The future is a united module

Fingerprint recognition technology has many advantages, which explains the increasing scope of its application. Already today there are laptops, PDAs, door locks, vending machines and various computer peripherals with built-in fingerprint sensors. Advances in technology are reducing the size and cost of sensors, opening their way to many other uses, such as mobile phones, point of sale terminals or car ignitions.

Rice. 3. Biometric security system STTouchChip

STMicroelectronics offers the ST TouchChip, a turnkey biometric security subsystem that can be easily implemented in general and private products (see Figure 3). TouchChip, PerfectPrint and PerfectMatch are state-of-the-art technologies that provide a full range of typical biometric system functions: fingerprinting, image optimization and access decision making. TouchChip - silicon fingerprint sensor - captures fingerprint images. It is based on the company's patented active capacitive pixel sensor technology, which provides a high signal-to-noise ratio. The PerfectPrint software suite manages the sensor to optimize the fingerprint image based on environmental conditions or skin type. PerfectMatch is a set of software algorithms that solve two essential biometric tasks: extracting templates from a fingerprint image and recognizing the correspondence of live fingerprints to pre-stored images.

PerfectMatch comes with an application programming interface (API) that allows you to integrate TouchChip biometric subsystems into customer designs without detailed knowledge of all system components. This open architecture greatly simplifies the integration of the biometrics system into existing applications and reduces implementation time.

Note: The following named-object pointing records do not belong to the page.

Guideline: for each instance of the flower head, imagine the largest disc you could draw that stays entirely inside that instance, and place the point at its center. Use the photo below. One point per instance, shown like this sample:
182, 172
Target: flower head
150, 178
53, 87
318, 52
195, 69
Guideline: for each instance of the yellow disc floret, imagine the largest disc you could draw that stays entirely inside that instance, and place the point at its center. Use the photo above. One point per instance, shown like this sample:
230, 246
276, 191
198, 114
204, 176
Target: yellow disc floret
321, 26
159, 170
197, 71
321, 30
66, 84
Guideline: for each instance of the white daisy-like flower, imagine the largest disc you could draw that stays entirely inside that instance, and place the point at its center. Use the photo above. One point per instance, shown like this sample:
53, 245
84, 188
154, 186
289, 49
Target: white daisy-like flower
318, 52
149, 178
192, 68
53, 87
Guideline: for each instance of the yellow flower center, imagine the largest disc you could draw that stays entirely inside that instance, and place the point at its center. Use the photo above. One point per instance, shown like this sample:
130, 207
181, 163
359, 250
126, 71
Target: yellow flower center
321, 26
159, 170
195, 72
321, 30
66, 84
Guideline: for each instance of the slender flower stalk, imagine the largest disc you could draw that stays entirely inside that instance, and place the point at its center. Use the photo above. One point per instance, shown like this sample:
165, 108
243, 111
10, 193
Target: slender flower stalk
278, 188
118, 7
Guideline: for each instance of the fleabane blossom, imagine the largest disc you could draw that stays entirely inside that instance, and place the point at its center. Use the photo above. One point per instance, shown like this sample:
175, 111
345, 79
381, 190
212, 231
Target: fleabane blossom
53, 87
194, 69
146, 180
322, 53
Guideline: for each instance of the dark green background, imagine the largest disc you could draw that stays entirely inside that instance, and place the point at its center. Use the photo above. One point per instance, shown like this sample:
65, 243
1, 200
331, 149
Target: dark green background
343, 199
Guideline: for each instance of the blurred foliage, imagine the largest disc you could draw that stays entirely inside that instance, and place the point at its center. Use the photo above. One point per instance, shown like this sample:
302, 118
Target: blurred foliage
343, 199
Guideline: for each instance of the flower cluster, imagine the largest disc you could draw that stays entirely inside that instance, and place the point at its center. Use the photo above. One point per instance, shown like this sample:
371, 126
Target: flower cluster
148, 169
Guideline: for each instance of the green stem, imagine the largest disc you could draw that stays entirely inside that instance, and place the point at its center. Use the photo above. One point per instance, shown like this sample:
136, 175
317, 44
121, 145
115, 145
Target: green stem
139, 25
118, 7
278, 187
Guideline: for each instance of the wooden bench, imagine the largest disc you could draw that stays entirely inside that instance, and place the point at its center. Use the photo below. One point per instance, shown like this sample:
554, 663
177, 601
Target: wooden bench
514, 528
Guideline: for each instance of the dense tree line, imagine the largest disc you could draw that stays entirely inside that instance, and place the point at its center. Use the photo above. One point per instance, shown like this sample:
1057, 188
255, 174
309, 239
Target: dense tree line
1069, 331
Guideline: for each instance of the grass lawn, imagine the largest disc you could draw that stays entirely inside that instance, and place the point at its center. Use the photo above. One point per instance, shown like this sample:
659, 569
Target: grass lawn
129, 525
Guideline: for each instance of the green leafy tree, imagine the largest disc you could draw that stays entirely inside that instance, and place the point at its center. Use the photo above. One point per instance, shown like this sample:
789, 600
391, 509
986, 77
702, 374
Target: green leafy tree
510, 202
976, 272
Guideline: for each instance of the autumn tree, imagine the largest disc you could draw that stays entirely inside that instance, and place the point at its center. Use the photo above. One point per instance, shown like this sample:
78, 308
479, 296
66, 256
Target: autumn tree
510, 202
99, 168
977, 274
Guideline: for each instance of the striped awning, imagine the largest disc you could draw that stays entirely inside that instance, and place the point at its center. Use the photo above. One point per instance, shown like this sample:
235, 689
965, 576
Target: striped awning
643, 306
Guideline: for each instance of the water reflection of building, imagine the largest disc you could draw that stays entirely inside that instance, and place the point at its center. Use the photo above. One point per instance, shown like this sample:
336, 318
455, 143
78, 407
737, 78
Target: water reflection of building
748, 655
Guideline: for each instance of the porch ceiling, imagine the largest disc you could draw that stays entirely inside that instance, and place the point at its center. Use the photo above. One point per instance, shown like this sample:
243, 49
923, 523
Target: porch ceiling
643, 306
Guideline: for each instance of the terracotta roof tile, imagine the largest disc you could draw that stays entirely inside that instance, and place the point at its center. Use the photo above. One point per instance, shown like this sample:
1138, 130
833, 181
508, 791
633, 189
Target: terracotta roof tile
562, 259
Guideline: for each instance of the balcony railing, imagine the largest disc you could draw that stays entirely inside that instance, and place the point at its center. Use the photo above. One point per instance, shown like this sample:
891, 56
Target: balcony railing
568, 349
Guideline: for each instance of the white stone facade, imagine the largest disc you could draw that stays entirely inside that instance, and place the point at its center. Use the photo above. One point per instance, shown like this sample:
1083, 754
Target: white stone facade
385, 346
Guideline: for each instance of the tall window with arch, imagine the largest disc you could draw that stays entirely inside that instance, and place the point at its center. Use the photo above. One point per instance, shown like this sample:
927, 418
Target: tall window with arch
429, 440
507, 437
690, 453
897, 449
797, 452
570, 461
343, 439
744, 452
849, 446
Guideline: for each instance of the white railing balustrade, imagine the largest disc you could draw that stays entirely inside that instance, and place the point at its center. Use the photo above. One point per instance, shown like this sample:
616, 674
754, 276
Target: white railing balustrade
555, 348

The goal of further development is to combine a fingerprint sensor with a powerful microprocessor and memory. This will make it possible to create a recognition module capable of performing the entire task: from reading a fingerprint to identifying an object - without a computer. Similar projects are already being developed. STMicroelectronics recently announced a device called the TouchChip Trusted Fingerprint Module Biometric Subsystem, due by the end of 2002. Such an integrated module will eliminate the effort currently expended on integrating individual components, which will give an even more significant boost to the entire biometric fingerprint recognition market.

Fingerprint identification will soon become part of our daily lives. Let's hope for the increased security and convenience it will bring.

Publication date: 01.09.2004

Readers' opinions

• vlab / 04.08.2013 - 00:41
  An incomplete fingerprint can identify a person
• Oleg) / 21.11.2012 - 10:59
  Interesting article) Consistently planned, and quite easy to read. It was nice to read.
• Anatoly / 18.12.2008 - 14:31
  Need a diagram!
• Maxim / 08.07.2007 - 19:17
  In general, the article looks good. From the point of view of the interested user, a very intelligible interpretation of the topic. If limited to more professional knowledge, then the lack of specifics in the very essence of the problem, for example, the recognition algorithm. The approach used in such systems is very interesting. I would be very happy if such material was also posted on a new site. Good luck!